The Trump strategy is to destroy from within. He has a secretary of state who doesn’t believe in diplomacy, an attorney general who scoffs at lawbreakers in the executive branch and now a man who opposes public lands to run the Bureau of Land Management, which oversees an area nearly 50% larger than the state of Texas.

Pendley spent decades suing the government for trying to protect fish and wildlife and clean water. “The Founding Fathers intended all lands owned by the federal government to be sold,” he wrote in 2016. He’s also expressed sympathy for the deadbeat rancher Cliven Bundy, a hero of anti-public land terrorists. And he’s mocked Native American religious claims to sacred sites.

Now, he’s free to fulfill the wish list of his former industrial clients. He’s the land bureau’s acting director, just like Cuccinelli at immigration. It’s another Trump tactic to put people in temporary charge of important arms of government, hacks who could never be approved by Congress. In the short term, they do enough damage to satisfy their big-money handlers.

Pendley was given this powerful perch by way of executive order orchestrated by Interior Secretary David Bernhardt, a former oil and gas lobbyist who is now doing the work of his ex-clients on the taxpayer’s dime.

Americans, by huge margins, love their public land — a sentiment shared by Trump voters. In the West, where the bureau’s land includes prime habitat for wildlife, and a favored open range for hunters, anglers, hikers and birders, Trump’s policies could cost Republicans Senate seats in Montana, Colorado and even Texas.

But what’s good in the political backlash to bad policies still leaves us at a dangerous moment for nature. Trump has gutted two national monuments in the West, the largest environmental rollback in history.
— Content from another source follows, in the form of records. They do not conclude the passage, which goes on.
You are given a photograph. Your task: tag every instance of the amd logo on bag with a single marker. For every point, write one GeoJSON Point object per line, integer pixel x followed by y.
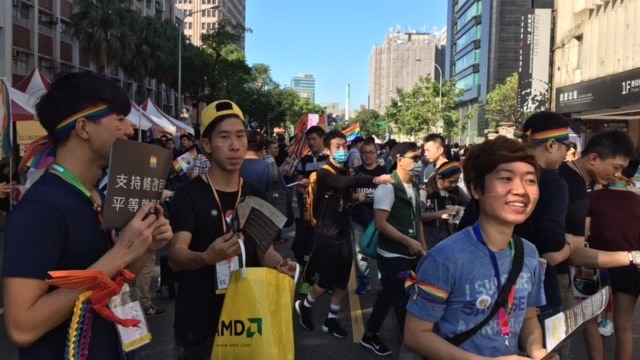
{"type": "Point", "coordinates": [252, 327]}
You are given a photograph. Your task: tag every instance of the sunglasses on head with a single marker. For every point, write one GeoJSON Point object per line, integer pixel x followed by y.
{"type": "Point", "coordinates": [413, 157]}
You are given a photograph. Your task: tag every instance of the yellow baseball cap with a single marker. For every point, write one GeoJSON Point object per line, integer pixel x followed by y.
{"type": "Point", "coordinates": [218, 109]}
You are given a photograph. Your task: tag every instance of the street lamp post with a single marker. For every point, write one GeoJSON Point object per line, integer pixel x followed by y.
{"type": "Point", "coordinates": [440, 70]}
{"type": "Point", "coordinates": [440, 96]}
{"type": "Point", "coordinates": [180, 31]}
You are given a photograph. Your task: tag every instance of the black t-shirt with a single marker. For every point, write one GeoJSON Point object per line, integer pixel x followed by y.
{"type": "Point", "coordinates": [195, 210]}
{"type": "Point", "coordinates": [363, 211]}
{"type": "Point", "coordinates": [309, 164]}
{"type": "Point", "coordinates": [54, 227]}
{"type": "Point", "coordinates": [575, 221]}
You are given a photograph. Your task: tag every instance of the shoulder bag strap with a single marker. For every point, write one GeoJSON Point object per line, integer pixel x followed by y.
{"type": "Point", "coordinates": [274, 179]}
{"type": "Point", "coordinates": [516, 268]}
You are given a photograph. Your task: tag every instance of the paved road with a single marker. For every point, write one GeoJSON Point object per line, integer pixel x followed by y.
{"type": "Point", "coordinates": [314, 345]}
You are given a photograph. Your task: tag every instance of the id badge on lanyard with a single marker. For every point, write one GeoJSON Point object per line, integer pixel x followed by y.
{"type": "Point", "coordinates": [125, 306]}
{"type": "Point", "coordinates": [223, 273]}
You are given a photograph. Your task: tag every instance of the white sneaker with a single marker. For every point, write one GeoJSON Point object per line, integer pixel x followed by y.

And he’s given fresh life to a colossal mine that could imperil the world’s largest wild salmon fishery, in Alaska’s Bristol Bay.

I was in Montana last week, sitting around a campfire after a day spent hiking and swimming in a public forest full of summer enchantment. My Montana family members and I were talking about how the rich pay $1,500 a day to go “glamping” in this Last Best Place. We had it free — the forest, the river, a meadow bursting with wildflowers and huckleberries — for now.

Timothy Egan, a contributing Op-Ed columnist for The New York Times, won the National Book Award for his history of people who lived through the Dust Bowl, “The Worst Hard Time.”